In 1932 William Walling filed for a Mexican divorce, but Anna refused to recognize the end of the marriage. She wrote to her son-in-law in November 1932: "English promised me he would come back when he left me. Eventually he will keep that promise... He has made mistakes and so have I, and for the most part each was the cause of the other's mistakes... Now we have come to an impasse, because I look upon my life with English as a collaboration. He cannot ask me to write the wrong ending to the book we have been writing all these years. All he can do is suspend publication - which is exactly what has happened."
On 27th September, 1933, Strunsky wrote in her diary: "I was wrong when I fell in love with him and began my life with him. I was never safe in his hands. He worked against me in the dark with my children, his mother, so passionately dear to me, my friends and family. He did worse - he worked against me in the dark with himself, in his own heart, for he never gave me a chance to explain, to defend myself."
Strunsky's old friend, Leonard D. Abbott, asked her to marry him.
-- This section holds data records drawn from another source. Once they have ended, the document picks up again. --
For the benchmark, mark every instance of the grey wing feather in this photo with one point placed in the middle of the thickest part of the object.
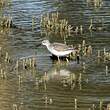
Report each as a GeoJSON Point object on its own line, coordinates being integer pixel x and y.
{"type": "Point", "coordinates": [61, 47]}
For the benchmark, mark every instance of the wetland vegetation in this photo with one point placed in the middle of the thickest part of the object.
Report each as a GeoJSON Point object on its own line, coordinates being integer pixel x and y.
{"type": "Point", "coordinates": [30, 79]}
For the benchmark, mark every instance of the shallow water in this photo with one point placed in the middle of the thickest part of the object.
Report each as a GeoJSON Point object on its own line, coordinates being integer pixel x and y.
{"type": "Point", "coordinates": [28, 95]}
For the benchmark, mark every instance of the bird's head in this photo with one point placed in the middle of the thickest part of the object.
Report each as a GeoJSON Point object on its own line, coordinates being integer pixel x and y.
{"type": "Point", "coordinates": [45, 42]}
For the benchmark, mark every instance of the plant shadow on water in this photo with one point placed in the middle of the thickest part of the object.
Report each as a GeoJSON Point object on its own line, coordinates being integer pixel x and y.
{"type": "Point", "coordinates": [31, 80]}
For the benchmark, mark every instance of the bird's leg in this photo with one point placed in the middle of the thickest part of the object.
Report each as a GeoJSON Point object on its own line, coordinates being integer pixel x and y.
{"type": "Point", "coordinates": [58, 59]}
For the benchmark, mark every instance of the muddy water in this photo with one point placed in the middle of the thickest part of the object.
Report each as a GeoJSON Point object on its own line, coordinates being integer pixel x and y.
{"type": "Point", "coordinates": [23, 42]}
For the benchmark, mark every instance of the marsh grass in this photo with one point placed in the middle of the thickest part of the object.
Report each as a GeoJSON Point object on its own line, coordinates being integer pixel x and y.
{"type": "Point", "coordinates": [51, 22]}
{"type": "Point", "coordinates": [6, 22]}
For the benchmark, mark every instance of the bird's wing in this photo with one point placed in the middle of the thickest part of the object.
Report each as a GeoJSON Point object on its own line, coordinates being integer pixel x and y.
{"type": "Point", "coordinates": [61, 47]}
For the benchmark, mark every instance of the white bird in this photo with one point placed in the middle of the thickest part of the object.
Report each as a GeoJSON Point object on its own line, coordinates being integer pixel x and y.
{"type": "Point", "coordinates": [58, 49]}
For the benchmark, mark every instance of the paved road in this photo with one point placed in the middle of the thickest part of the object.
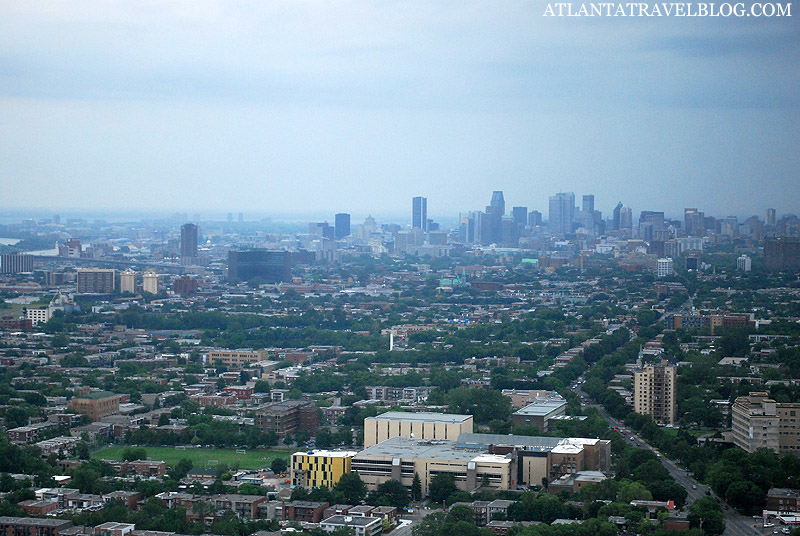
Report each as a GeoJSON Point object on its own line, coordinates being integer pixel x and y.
{"type": "Point", "coordinates": [735, 523]}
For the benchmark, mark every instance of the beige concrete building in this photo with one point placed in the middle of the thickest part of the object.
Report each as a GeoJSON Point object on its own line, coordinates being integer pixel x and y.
{"type": "Point", "coordinates": [399, 458]}
{"type": "Point", "coordinates": [237, 358]}
{"type": "Point", "coordinates": [415, 425]}
{"type": "Point", "coordinates": [96, 405]}
{"type": "Point", "coordinates": [95, 280]}
{"type": "Point", "coordinates": [760, 422]}
{"type": "Point", "coordinates": [654, 392]}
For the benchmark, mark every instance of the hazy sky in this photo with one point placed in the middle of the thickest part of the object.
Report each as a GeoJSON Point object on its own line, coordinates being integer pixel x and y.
{"type": "Point", "coordinates": [356, 106]}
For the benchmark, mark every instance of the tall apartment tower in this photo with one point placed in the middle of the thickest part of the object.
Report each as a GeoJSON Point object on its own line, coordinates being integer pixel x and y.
{"type": "Point", "coordinates": [419, 213]}
{"type": "Point", "coordinates": [341, 225]}
{"type": "Point", "coordinates": [562, 212]}
{"type": "Point", "coordinates": [150, 283]}
{"type": "Point", "coordinates": [127, 281]}
{"type": "Point", "coordinates": [654, 392]}
{"type": "Point", "coordinates": [588, 204]}
{"type": "Point", "coordinates": [188, 240]}
{"type": "Point", "coordinates": [782, 253]}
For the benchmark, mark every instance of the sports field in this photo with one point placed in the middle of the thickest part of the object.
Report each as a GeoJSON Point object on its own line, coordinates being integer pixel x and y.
{"type": "Point", "coordinates": [247, 459]}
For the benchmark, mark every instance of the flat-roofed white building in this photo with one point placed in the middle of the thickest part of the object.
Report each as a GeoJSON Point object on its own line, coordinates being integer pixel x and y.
{"type": "Point", "coordinates": [540, 412]}
{"type": "Point", "coordinates": [415, 425]}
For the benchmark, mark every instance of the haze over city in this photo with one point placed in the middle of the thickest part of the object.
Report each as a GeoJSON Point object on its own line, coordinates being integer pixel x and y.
{"type": "Point", "coordinates": [311, 108]}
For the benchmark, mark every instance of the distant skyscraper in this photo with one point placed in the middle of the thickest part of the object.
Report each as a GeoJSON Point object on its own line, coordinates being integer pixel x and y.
{"type": "Point", "coordinates": [188, 240]}
{"type": "Point", "coordinates": [342, 225]}
{"type": "Point", "coordinates": [562, 212]}
{"type": "Point", "coordinates": [694, 222]}
{"type": "Point", "coordinates": [419, 213]}
{"type": "Point", "coordinates": [770, 216]}
{"type": "Point", "coordinates": [520, 215]}
{"type": "Point", "coordinates": [626, 218]}
{"type": "Point", "coordinates": [588, 204]}
{"type": "Point", "coordinates": [498, 203]}
{"type": "Point", "coordinates": [617, 212]}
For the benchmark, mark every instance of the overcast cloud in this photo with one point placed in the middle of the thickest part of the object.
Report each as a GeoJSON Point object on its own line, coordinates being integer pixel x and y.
{"type": "Point", "coordinates": [314, 106]}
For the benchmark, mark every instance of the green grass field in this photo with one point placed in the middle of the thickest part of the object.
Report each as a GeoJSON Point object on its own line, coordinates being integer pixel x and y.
{"type": "Point", "coordinates": [250, 459]}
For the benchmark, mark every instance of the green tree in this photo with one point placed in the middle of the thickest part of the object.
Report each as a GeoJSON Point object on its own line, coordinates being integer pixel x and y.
{"type": "Point", "coordinates": [706, 514]}
{"type": "Point", "coordinates": [351, 487]}
{"type": "Point", "coordinates": [390, 493]}
{"type": "Point", "coordinates": [416, 488]}
{"type": "Point", "coordinates": [442, 485]}
{"type": "Point", "coordinates": [279, 465]}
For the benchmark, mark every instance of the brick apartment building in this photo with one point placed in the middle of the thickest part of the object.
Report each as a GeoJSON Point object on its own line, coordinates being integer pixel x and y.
{"type": "Point", "coordinates": [288, 417]}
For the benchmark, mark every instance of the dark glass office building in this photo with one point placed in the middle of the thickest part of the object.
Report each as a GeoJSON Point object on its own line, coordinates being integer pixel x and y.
{"type": "Point", "coordinates": [272, 266]}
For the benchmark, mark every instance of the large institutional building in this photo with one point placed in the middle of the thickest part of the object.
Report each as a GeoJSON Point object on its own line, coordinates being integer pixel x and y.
{"type": "Point", "coordinates": [475, 460]}
{"type": "Point", "coordinates": [415, 425]}
{"type": "Point", "coordinates": [760, 422]}
{"type": "Point", "coordinates": [654, 392]}
{"type": "Point", "coordinates": [399, 458]}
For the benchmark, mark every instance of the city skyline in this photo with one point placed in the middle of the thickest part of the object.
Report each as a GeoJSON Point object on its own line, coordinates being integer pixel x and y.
{"type": "Point", "coordinates": [185, 107]}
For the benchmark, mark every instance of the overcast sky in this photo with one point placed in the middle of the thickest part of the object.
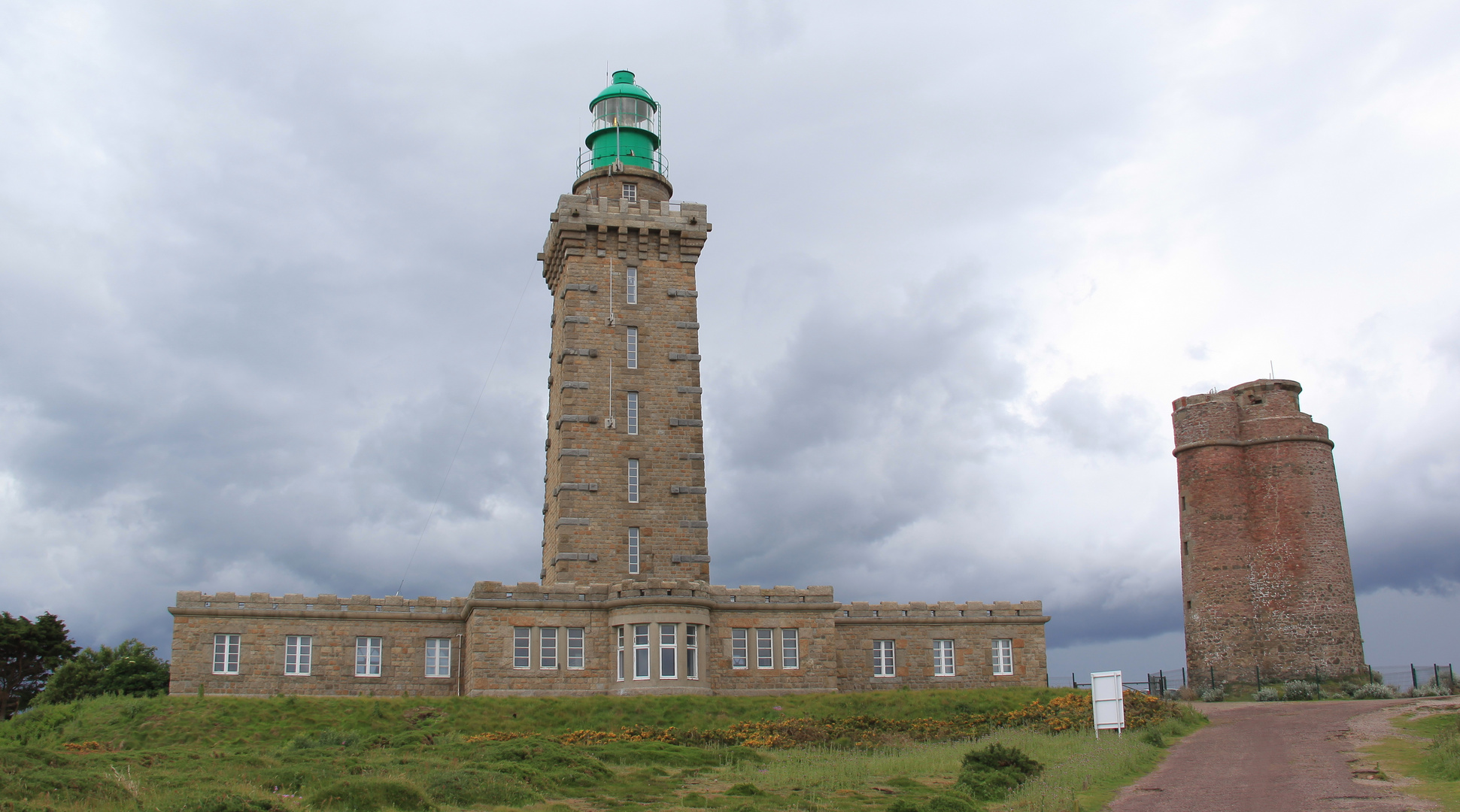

James Boylan, the author of Revolutionary Lives (1998), has pointed out: "She loved him (Abbott), she told herself, but she did not admit him to the status of lover. She remained always radical in public, Victorian and bourgeoisie in private."
William Walling died of pneumonia in Amsterdam on 12th September, 1936. On his bedside table was a new edition of Michel de Montaigne, with a passage marked: "Do not be afraid to die away from home, do not abandon travel when ill or old."